La Croce non corrispondeva al volere di Dio. Ma Gesù è riuscito a viverla in un modo così esemplare, cioè di affidamento totale all’azione del Padre, da viverla come compimento del volere del Padre. Continuando ad amare anche dalla Croce, continuando anche sulla Croce ad esprimere vita, traducendo in gesti di perdono la forza che accoglieva dal Padre. In questo modo Egli modifica il valore stesso di quella esperienza, di quella situazione che rimane contraria al volere di Dio perché frutto del peccato, frutto del compromesso politico, del tradimento degli uomini. La situazione vissuta da Gesù in modo tale da compiere il volere di Dio trasforma un evento cattivo, assurdo, violento, in un evento di salvezza. Questa è la forza dell’amore di Dio. Questo significa vivere affidandosi alla Provvidenza: essere certi che in qualsiasi situazione, in qualsiasi condizione ci possiamo trovare, anche contraria al volere di Dio, noi possiamo crescere come figli, raggiungere la nostra identità, perché la forza creatrice che ci investe non può essere annullata da nessuno. L’odio degli uomini resta in superficie come pure la violenza della natura: Provvidenza è la tensione spirituale che ci fa vivere queste situazioni non negandole, bensì attraversandole, portandole su di noi.

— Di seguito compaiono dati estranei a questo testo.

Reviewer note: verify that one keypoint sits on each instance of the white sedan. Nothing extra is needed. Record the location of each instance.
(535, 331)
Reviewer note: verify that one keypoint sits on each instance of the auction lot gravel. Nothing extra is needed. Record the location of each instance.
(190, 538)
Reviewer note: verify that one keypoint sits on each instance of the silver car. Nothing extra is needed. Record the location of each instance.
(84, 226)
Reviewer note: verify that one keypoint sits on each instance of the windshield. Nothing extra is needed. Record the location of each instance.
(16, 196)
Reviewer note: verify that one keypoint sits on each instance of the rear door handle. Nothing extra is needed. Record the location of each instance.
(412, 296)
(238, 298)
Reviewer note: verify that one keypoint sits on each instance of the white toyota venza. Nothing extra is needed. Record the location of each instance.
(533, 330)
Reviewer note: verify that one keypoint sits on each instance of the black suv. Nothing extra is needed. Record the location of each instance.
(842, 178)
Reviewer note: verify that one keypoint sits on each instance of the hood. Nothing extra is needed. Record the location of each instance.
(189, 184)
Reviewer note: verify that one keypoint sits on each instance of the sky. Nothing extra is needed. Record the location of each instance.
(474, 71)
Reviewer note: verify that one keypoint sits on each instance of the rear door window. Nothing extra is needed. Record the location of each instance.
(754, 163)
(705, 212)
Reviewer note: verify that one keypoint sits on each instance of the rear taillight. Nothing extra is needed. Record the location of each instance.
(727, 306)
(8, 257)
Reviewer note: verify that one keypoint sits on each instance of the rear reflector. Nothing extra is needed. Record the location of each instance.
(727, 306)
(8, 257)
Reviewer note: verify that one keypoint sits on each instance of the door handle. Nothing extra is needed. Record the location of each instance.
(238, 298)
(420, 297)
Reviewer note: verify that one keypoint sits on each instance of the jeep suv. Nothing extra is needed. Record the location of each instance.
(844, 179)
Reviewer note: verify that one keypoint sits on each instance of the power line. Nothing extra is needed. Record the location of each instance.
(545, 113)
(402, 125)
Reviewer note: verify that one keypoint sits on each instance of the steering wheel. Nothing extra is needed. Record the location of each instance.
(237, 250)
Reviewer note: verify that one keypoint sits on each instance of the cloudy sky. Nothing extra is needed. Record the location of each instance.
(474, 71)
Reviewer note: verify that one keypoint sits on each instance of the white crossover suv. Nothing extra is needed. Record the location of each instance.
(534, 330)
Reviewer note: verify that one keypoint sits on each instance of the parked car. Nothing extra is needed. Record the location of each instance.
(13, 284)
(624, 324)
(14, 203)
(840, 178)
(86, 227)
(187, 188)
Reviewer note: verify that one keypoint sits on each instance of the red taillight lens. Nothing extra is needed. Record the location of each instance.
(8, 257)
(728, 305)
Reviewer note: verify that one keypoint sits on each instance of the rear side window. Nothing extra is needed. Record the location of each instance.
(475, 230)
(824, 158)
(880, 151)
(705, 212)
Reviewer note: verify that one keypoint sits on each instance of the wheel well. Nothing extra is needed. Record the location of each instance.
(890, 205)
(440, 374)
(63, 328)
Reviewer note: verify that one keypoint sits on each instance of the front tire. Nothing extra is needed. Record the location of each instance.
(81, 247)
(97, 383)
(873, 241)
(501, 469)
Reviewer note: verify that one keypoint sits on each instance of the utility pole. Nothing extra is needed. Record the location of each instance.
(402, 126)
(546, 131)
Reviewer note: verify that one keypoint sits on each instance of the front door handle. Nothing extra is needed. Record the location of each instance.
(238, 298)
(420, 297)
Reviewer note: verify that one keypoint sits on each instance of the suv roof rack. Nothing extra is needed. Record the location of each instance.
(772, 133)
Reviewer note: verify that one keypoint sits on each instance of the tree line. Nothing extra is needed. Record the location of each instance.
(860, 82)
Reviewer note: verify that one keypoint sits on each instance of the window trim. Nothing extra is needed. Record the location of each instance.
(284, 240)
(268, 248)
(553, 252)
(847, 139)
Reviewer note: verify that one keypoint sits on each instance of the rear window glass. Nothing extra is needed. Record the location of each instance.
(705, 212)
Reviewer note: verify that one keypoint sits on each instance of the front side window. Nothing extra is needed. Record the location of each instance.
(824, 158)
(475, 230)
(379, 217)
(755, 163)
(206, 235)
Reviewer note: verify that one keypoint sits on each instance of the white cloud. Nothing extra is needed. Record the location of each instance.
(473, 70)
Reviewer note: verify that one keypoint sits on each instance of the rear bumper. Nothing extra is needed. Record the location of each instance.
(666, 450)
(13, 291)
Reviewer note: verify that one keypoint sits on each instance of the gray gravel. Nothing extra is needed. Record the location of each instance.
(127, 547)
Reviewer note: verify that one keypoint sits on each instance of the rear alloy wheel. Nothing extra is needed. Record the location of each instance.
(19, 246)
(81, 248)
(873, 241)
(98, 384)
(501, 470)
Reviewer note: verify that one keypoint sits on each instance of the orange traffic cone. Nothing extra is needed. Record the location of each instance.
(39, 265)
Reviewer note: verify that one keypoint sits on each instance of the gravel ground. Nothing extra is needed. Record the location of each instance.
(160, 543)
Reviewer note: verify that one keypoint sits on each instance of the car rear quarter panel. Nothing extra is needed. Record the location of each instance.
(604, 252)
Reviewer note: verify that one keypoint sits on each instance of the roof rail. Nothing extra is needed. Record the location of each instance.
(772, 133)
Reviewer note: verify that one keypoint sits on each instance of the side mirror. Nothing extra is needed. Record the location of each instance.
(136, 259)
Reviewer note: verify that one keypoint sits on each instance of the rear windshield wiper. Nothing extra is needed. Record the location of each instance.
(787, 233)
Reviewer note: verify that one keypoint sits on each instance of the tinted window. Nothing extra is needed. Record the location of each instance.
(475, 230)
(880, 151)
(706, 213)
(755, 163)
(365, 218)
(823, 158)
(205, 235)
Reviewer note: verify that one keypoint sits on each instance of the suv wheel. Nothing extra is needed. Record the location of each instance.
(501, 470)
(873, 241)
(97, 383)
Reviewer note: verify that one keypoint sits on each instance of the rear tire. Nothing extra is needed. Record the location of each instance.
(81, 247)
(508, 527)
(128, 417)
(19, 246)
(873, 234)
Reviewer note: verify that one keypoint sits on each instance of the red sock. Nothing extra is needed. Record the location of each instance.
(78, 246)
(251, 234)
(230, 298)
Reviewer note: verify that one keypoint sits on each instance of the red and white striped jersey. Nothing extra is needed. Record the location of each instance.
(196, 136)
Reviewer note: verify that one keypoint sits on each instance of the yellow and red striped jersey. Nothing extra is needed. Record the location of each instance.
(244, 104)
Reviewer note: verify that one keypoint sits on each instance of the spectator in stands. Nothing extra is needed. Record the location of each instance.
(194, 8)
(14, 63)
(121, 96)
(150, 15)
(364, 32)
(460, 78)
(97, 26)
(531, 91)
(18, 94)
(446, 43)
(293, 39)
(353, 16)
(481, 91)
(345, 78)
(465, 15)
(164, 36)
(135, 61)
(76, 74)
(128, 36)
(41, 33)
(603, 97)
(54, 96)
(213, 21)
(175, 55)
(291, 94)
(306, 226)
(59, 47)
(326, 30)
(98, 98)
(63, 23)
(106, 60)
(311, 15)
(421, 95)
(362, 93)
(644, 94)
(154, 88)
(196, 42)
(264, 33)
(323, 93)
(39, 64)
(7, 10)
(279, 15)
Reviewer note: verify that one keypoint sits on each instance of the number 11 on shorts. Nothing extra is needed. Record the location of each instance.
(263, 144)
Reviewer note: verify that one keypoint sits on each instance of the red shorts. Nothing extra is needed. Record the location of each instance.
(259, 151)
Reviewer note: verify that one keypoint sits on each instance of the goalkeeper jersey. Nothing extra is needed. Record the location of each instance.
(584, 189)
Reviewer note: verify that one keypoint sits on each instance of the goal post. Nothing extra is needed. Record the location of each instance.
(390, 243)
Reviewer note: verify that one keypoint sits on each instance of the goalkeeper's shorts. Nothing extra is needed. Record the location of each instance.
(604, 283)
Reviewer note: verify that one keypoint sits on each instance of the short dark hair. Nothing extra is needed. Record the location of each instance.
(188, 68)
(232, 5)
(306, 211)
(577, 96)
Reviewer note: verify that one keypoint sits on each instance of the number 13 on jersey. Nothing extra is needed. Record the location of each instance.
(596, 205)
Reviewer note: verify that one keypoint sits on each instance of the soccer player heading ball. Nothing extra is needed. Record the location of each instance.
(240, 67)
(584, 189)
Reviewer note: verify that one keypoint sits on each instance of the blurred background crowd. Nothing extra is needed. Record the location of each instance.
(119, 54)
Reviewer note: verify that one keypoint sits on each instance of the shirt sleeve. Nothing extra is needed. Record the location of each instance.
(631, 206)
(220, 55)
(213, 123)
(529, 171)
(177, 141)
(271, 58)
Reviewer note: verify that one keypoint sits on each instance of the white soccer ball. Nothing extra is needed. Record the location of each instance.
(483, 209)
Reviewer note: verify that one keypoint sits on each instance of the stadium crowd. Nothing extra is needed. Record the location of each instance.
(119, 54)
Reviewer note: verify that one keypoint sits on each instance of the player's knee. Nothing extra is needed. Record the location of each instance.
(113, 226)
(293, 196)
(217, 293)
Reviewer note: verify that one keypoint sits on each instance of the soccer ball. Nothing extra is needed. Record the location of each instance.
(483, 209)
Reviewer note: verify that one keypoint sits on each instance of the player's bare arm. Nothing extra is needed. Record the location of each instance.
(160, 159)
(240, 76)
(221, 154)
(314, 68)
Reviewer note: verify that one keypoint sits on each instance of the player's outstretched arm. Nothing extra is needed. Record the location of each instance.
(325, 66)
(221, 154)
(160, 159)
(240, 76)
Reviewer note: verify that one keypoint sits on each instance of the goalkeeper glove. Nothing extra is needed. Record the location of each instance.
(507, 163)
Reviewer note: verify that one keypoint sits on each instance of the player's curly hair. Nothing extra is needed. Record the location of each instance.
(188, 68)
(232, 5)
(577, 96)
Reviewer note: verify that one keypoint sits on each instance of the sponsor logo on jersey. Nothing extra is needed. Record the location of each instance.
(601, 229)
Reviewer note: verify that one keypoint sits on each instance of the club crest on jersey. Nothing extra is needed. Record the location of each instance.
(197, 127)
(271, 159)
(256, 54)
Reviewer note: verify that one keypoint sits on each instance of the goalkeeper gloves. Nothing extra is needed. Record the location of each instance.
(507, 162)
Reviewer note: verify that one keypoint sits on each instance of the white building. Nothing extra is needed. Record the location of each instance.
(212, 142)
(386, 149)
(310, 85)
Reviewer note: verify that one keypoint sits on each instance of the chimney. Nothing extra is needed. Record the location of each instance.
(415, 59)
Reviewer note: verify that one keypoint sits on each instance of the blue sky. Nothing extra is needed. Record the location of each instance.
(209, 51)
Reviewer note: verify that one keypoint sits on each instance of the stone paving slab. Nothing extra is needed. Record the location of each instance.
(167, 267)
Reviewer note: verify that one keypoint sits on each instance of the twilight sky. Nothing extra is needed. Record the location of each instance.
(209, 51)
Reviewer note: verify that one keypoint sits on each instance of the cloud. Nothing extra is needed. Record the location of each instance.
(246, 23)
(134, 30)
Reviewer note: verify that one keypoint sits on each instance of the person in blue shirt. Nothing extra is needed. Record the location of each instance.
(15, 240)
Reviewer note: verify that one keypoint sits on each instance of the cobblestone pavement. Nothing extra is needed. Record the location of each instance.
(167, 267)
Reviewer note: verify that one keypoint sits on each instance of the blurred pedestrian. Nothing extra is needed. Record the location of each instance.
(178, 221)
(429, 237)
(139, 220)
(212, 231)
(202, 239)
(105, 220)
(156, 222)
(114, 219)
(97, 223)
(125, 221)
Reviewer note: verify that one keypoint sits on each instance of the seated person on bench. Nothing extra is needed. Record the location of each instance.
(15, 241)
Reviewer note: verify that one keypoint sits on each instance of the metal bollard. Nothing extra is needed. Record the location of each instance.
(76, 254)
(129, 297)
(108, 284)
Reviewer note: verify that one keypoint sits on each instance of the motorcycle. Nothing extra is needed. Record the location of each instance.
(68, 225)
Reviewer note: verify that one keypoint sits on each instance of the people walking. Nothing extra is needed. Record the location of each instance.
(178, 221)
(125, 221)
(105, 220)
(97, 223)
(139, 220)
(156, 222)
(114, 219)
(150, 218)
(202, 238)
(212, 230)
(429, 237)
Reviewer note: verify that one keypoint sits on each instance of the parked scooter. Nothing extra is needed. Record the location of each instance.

E’ forse questo il carattere salvifico della sofferenza, di cui ha parlato Papa Woityla nella sua lettera (“la sofferenza è presente nel mondo per sprigionare amore”). Scrive ancora Woityla: “Con la sua sofferenza Cristo dischiude gradualmente gli orizzonti del Regno di Dio; lentamente ma efficacemente Cristo introduce in questo mondo del Regno del Padre l’uomo sofferente, attraverso il cuore stesso della sua sofferenza. Una sofferenza che non può essere trasformata e mutata con una grazia dall’esterno, ma dall’interno. E Cristo con la propria sofferenza salvifica si trova quanto mai dentro ad ogni sofferenza umana, ed invita ad agire dall’interno di essa”.
Gesù Cristo, nell’abbassamento più estremo, ha dunque affermato una modalità di vita che consente all’uomo di veicolare, trasmettere, la forza creatrice di Dio, lo spirito di vita, pur nella condizione di estrema sofferenza, che è comunque una condizione permanente e presente nella vita umana.